Brûler les mots, se chauffer à leurs images
Avec Rêver à la Suisse, les narrateurs l'emportent en autorité sur les auteurs qu'ils citent et récitent. Et les acteurs qui se suivent font monter toujours plus haut le plaisir de narrer. Le premier narrateur a la barbe orthodoxe russe et le style paysan, joué par Constantin Leu. Le second, interprété par Christophe Degoutin, ne se plie pas au jeu. Réfractaire mais repentant, sa voix est dure et son regard affecté de strabisme. Il regarde ailleurs, il est un passeur.

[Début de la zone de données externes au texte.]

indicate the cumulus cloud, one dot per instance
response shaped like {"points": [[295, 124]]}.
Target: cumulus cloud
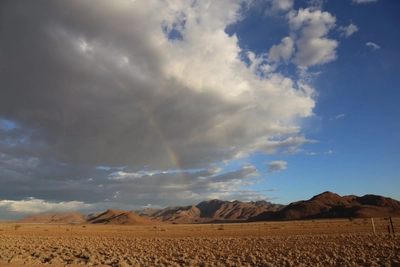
{"points": [[276, 166], [313, 45], [340, 116], [282, 51], [155, 92], [373, 46], [111, 95], [364, 1], [282, 4], [349, 30]]}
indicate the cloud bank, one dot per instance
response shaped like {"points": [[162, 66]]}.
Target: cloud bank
{"points": [[144, 101]]}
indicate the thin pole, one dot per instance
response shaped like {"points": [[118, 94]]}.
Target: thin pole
{"points": [[373, 225], [391, 223]]}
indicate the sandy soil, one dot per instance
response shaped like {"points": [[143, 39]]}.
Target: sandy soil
{"points": [[300, 243]]}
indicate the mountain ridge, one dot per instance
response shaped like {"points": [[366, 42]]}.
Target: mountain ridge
{"points": [[324, 205]]}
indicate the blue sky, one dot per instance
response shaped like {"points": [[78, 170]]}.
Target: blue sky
{"points": [[164, 103]]}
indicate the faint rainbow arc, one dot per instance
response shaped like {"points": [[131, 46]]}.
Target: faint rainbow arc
{"points": [[174, 157]]}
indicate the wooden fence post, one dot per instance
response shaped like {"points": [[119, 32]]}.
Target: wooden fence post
{"points": [[373, 225]]}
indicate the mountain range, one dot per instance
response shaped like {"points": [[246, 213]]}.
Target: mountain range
{"points": [[324, 205]]}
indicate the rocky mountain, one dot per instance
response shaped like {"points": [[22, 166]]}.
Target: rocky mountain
{"points": [[331, 205], [325, 205], [212, 210], [117, 217]]}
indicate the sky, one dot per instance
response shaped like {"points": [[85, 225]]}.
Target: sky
{"points": [[132, 104]]}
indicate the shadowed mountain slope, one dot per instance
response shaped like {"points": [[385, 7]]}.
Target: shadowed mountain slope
{"points": [[211, 210], [331, 205], [117, 217]]}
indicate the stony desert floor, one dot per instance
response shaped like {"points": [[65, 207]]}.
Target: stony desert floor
{"points": [[299, 243]]}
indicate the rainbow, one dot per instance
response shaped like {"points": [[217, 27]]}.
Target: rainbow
{"points": [[173, 156]]}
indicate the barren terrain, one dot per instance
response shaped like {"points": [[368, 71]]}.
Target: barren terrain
{"points": [[294, 243]]}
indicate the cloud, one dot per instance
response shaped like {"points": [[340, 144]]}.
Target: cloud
{"points": [[364, 1], [313, 46], [282, 4], [373, 46], [310, 153], [349, 30], [340, 116], [276, 166], [282, 51], [118, 96], [140, 101]]}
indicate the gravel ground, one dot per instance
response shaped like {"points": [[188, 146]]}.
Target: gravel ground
{"points": [[220, 245]]}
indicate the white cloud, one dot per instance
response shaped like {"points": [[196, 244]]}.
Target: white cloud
{"points": [[313, 46], [373, 46], [364, 1], [282, 4], [276, 166], [340, 116], [349, 30]]}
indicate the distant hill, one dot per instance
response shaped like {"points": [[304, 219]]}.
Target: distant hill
{"points": [[72, 217], [212, 210], [331, 205], [117, 217], [325, 205]]}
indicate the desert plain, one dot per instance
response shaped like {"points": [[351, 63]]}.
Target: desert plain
{"points": [[336, 242]]}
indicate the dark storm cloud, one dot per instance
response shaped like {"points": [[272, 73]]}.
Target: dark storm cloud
{"points": [[99, 83]]}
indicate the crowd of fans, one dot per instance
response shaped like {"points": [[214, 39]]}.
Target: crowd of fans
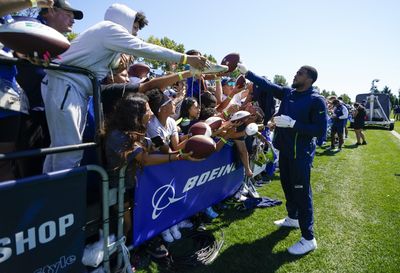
{"points": [[147, 120]]}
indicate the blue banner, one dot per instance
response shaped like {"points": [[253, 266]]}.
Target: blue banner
{"points": [[169, 193], [42, 220]]}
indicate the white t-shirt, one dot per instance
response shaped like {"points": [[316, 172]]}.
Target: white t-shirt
{"points": [[99, 46], [236, 100], [155, 128]]}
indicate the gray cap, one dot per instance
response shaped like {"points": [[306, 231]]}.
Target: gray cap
{"points": [[62, 4]]}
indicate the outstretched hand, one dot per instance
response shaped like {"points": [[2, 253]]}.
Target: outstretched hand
{"points": [[242, 68], [188, 156], [284, 121], [198, 62], [45, 3]]}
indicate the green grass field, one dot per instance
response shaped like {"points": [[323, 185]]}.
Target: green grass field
{"points": [[357, 217]]}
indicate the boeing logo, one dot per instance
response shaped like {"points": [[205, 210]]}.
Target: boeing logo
{"points": [[165, 195], [162, 198]]}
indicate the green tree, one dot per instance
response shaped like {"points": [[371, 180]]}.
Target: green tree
{"points": [[346, 98], [29, 12], [210, 58], [71, 36], [386, 90], [280, 80], [167, 43], [325, 93]]}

Le troisième, qui est son ami, est quant à lui proprement
extraordinaire, génialement incarné par Yann Guillemot. Il fait apparaître un paysage de ruines dans la perspective, à la fois herméneutique et ésotérique, d'un soldat polonais du 19ème siècle,
Bogacki, qui en aurait été le moderne haruspice. Il y entretient le feu d'une vie de fiction possédée par les arts mantiques, la « destructiologie » en science des ruines comme il y
aurait une « hématomancie » (la divination par le sang) ou une « pyromancie » (par le feu). Il porte par ailleurs le seul prénom identifié du film, celui de Paul,
l'évangéliste qui est l'inventeur de la première doctrine chrétienne dont l'axe crucial est une théorie de l'incarnation. Incarner une narration quand le narrateur est un locuteur qui convertit
une lecture en performance, c'est rappeler à la chair des récits, même de pure fiction, l'existence de ses corps souffrants.
Voir depuis les entrailles d'une ville dévastée le destin qui s'y chuchote, et reconnaître dans les ruines d'une maison que l'on ne reconnaît pas être natale le sort qui nous attend depuis la naissance. Cela fait rêver, penser, se déplacer même en restant sur place. Rêver à la Suisse rappelle ainsi aux mots qui font voir comme aux images qui sont parlées que l'aire helvétique qui en est l'abri a pour hors-champ le bruit de fond d'un monde de guerre. L'auditrice jouée par Astrid Adverbe s'impose alors en quatrième narratrice pour confirmer que les rues de Pantin ne sont pas si apaisées.
La narration est la conjuration des hantises de la guerre qui n'a jamais cessé. Quand on brûle des mots pour se chauffer à leurs images, rien n'est détruit ni n'est consumé. La consumation n'est pas une consomption, au contraire, mais le fond imaginaire des narrations nécessaires à passer les nouvelles années d'hiver. Le noir et blanc en fait voir le givre aux yeux, aux oreilles et aux doigts.
Le cours de l'expérience repartirait à la hausse si un film, qui pense si fort et a tant d'amitié pour Jean Eustache, l'un des grands narrateurs de l'histoire du cinéma français, sans sortir de Pantin rêvait à la Suisse mais à la manière dont l'a décrite après guerre Henri Calet, là où penser à rien ne signifie pas ne rien penser, mais au contraire penser à l'impensable dans la jonction conjuratoire des mots et des images.